WOW! Thanks for that. Just what I was looking for. I see that you are using the OEM version not the DLR version I had. A lot of those parameters were greyed out in mine so I upgraded it to OEM. I will start slow and change one thing at a time so it may take awhile to test but I really appreciate all the time you took to screen print each page. The help file in this version is also much better. I am really hoping this is just a settings issue and not a physical problem with motor, adapter or transmission.


----------



## Ejeeper (3 mo ago)

[/QUOTE]Can I just take the controller off the can bus and leave the Orion? I was trying to use the Orion data to run Torque Pro on my head unit to display battery soc, current and speed. So far not so successful maybe just what you are saying, the HV9 is not talking the same language.


----------



## SimonRafferty (Apr 13, 2009)

You could just disconnect the CANBUS from the Hyperdrive - but you still need to disable it in TAU. Personally, I'd leave it connected. Down the line, you might want to use it. You never know, Orion might add proper CAN to their BMS?

100% your problem is in the settings! 
If it were caused by a source of drag, that source would be soaking up 100Hp plus. That alone would very quickly turn it into a moulten blob of something!
Also, your log file shows the power sent to the motor is very limited.

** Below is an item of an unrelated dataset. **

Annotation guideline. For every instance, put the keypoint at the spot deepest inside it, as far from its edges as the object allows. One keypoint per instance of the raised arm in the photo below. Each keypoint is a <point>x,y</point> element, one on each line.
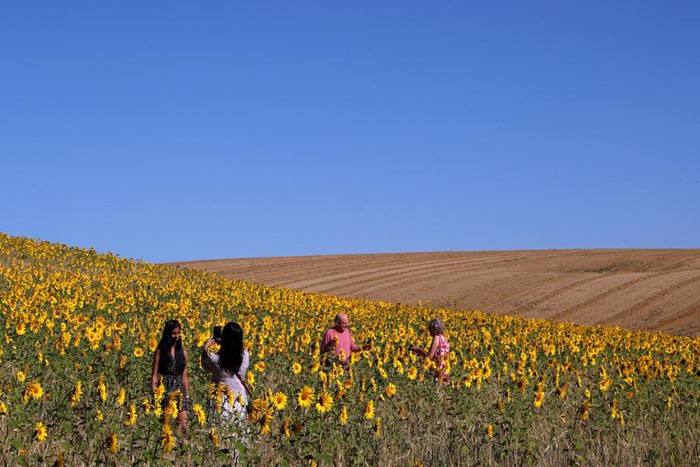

You won't get Torque to read data from the Hyperdrive - as you say, they speak completely different languages! In a way, it's good that the Orion speaks OBD, as it means you can read all your battery status data with torque.









You may still be able to read the speed from the Vehicle ECU in Torque. RPM is really the only thing you might want out of the Hyperdrive - and honestly it's not very useful to know in an EV as the controller limits the RPM to something that's safe.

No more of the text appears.